Los injertos de hueso tradicionales, habitualmente son obtenidos de otras partes del cuerpo humano, lo que con frecuencia constituye un paso traumático, o hechos de materiales como titanio que no siempre son compatibles con los huesos que los reciben o causan inflamación, explicó el Dr. Francis Y. Lee, profesor de cirugía clínica ortopédica de Columbia. Lee tampoco está vinculado al trabajo de Vunjak-Novakovic.

"Si tenemos una estructura que coincide anatómicamente y puede albergar las células del hueso, habremos logrado una nueva manera de reconstruir los defectos de huesos y cartílagos", dijo Lee.

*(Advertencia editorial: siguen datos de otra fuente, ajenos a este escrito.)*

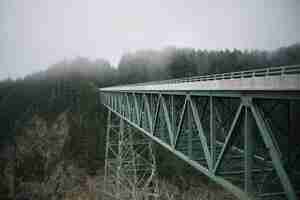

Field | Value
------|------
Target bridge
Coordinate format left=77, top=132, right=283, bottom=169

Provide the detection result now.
left=99, top=65, right=300, bottom=200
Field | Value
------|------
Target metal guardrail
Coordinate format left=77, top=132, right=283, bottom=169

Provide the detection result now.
left=112, top=64, right=300, bottom=87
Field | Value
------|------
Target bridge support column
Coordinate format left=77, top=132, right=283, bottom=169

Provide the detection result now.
left=104, top=111, right=158, bottom=200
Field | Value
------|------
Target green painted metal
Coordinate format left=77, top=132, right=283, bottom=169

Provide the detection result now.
left=251, top=104, right=297, bottom=200
left=101, top=91, right=300, bottom=200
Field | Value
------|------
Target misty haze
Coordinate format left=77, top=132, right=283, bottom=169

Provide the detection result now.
left=0, top=0, right=300, bottom=200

A su vez, el Dr. Vacanti, destacó que el diseño del bioreactor es ingenioso, debido a que permite que las fuentes de nutrición y otros fluidos penetren los poros de la estructura, a medida que el hueso nuevo crece dentro de los poros. Con frecuencia, las células producen tejidos fuera de esa estructura, mientras que las células que están adentro tienden a morir. Pero, el bioreactor de Vunjak-Novakovic permite la observación estrecha y el control de los aditivos por parte del equipo de investigadores que puede monitorear el desarrollo del tejido.

La incubadora humana

El profesor de la Universidad de Michigan, Scott Hollister, también trabaja en la creación de huesos de una articulación de quijada, pero en lugar de usar el bioreactor para desarrollarlos, tiene intención de usar el cuerpo humano como incubadora. La estructura para el nuevo hueso, diseñada con tomógrafo e impresa usando un sistema de láser, está llena de células de médula ósea o grasa tomadas del paciente para prevenir reacciones del sistema inmunológico. Dejan que el cuerpo del paciente naturalmente sane y reconstruya el tejido a medida que el implante es aceptado por el cuerpo.